One key feature of expletives is their shock value. They are more emotional. This makes them more powerful. A simple “f*ck” can really tell a lot about someone’s mood. It is the most effective way to get a quick understanding of emotions. Psychologist Timothy Jay told Time “It also communicates very effectively, almost immediately, our feelings and other words don’t do that.” When we use swear words, we’re trying to get our point across. We usually succeed.

It is also said that people who swear a lot tend to be less intelligent. There is some evidence that language fluency is potentially correlated to how much we swear. Of course, intelligence is a highly variable and broad thing to study. I think understanding the power and deep meaning of the taboo that circulates swearing is an intelligent thing to understand.

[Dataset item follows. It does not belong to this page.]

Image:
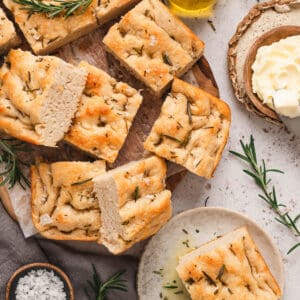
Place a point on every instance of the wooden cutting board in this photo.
(91, 49)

Emotion is power. Perhaps we get offended when we use power against each other. But in order to get past the power and taboo, we need to use the words. The less we use the words, the more power we give them. There is no reason to avoid words we’ve used, except the ones that have harmful consequences (such as racial slurs and demeaning terms). Refraining from using words that express our emotions only make them that much more powerful and potentially offensive.

CON (Jonathan Jaehnig):

F*ck the rules. Most of them are outdated and don’t translate well. There have always been words that we aren’t supposed to say, but the reasons that we aren’t supposed to say them have been very different.

For example, the word “Taboo” has been thrown around a lot. According to the Encyclopedia Britannica it comes from a Polynesian word meaning “Forbidden.” Most of the words that have been forbidden to different groups throughout human history have been forbidden because they are sacred, like the names of deities, or are potentially dangerous. Think when your grandmother scolds you for “Using the Lord’s name in vain,” not when a teacher scolded you in grade school for saying that you stepped in dog sh*t.

We can probably all agree that most of us have become pretty lax when it comes to throwing around words (and the names of deities) that we would never have said around the dinner table, but a new question is whether we are becoming more or less sensitive to those words. In the words of Alex Caton in a recent article for Politico “The profane has become the mundane.”

Knowing that so many of us rely on vulgarity to express ourselves, and bearing in mind that language is always changing, what we really need to watch out for is the potentially increasing vulgarity of our language. If we use profanity to communicate strong feelings and if the profane really is becoming the mundane, and if language develops to compensate, just imagine the unspeakable acts of carnal barbarism that we will need just to communicate our feelings about traffic in a few years.

These days there is a lot of language about whether people our age are becoming too sensitive, and it might be putting us on our guard when it comes to whether we are too sensitive. While being too sensitive is a danger, not being sensitive enough is potentially just as dangerous. Sensitivity isn’t just what makes snowflakes melt, it’s also what makes thermometers accurate. If we lose our sensitivity to language, it will no longer be effective.

No word should be disallowed forever, but if we keep our most dangerous language tucked safely away in our boot for when we really need it, that language will be all the more powerful when we pull it on someone, and we won’t run the risk of hurting someone in carelessness.